The same is true for any of us whose lives are so preoccupied with our
concerns of this world. The Divine Liturgy for us is a time for “laying aside all
worldly cares” as we are about to sing in the Cherubic Hymn. It is not for the
purpose of escaping the realities of our life, but to help us in gaining a clear
perspective on life – a life, that is for us eternal life.
The radical transformation in Zacchaeus’ life was the love of God working
through Christ. Christ through His personal presence and divine love touched
Zacchaeus and completed changed him. The conversion power of God’s love
flowing through Christ transformed Zacchaeus into a new, free and joyful man. I
again want to point out to us that it was not in the Synagogue or around the Temple
where Zacchaeus’ life was changed but by the personal encounter that Zacchaeus
had by seeking, and by Jesus’ personal visit to Zacchaeus’ home.
One of the reasons why my visitation with you in your home, and for each of
us to spend time with each other is so important is because there needs to be
kinonia [spiritual bond of fellowship] – something that extends our time together
from corporate worship, “social fellowship,” and even business meetings. It is
essential that we take the time to meet personally, to get to know each other, to
pray together, and to support one another beyond being together at church.

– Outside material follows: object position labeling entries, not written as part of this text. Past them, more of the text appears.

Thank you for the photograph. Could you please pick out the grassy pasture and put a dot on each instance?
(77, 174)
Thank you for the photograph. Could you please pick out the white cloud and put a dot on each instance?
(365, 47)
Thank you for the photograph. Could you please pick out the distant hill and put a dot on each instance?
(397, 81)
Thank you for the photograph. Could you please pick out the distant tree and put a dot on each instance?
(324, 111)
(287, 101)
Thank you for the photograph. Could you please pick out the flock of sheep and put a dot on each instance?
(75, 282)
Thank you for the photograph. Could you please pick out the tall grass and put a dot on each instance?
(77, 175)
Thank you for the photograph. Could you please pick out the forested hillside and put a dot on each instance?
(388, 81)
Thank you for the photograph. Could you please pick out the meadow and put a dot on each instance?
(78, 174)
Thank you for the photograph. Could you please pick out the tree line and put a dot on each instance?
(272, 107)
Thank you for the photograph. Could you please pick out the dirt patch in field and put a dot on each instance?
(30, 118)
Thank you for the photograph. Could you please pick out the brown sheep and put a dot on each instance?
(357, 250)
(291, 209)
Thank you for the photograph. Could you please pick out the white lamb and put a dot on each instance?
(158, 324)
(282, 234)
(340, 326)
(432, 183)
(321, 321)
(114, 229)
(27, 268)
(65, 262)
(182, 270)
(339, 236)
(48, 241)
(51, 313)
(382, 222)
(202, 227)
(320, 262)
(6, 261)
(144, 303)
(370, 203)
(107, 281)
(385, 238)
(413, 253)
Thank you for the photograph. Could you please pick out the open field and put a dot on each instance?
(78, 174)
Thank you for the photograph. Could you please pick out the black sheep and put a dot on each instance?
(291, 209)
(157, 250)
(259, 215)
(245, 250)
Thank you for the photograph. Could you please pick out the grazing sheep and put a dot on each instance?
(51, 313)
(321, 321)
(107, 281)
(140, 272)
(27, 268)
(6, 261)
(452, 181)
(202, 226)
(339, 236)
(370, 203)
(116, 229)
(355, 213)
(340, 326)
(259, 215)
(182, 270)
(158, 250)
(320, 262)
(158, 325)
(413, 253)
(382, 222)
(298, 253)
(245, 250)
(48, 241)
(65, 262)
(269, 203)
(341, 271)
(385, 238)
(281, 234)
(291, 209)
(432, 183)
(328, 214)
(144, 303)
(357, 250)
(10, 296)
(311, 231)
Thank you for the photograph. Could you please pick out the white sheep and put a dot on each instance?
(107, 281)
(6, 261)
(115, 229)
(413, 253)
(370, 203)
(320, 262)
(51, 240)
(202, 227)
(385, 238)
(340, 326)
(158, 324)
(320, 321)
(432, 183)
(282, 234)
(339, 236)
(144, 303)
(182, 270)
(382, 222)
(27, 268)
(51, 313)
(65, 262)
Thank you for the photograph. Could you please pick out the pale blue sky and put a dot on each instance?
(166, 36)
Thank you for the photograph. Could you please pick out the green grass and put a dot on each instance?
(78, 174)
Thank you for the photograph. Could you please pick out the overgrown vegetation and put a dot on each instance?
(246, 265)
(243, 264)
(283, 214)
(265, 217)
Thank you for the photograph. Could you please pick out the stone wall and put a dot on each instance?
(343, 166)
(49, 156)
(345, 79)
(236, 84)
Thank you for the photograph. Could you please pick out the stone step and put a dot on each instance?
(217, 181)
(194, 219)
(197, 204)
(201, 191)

In addition our parish’s 50th Anniversary Planning Committee has initiated
neighborhood house gatherings this year. If you would like to host a two hour
evening gathering in your home to get to know the parishioners in your
neighborhood, please let us know by speaking with me or contacting Carolyn Sadd
O Christ, our God, visit us today, that we like Zacchaeus may be transformed in
mind, heart and soul. May we lay aside all worldly cares that we may receive You
– the King of all. For Thou art our help, our Stronghold, and our Salvation and
to Thee do we ascribe glory, together with Thy Father who is unoriginate, and
Thine All-Holy, good, and Life-giving Spirit; now and ever and unto ages of ages. Amen.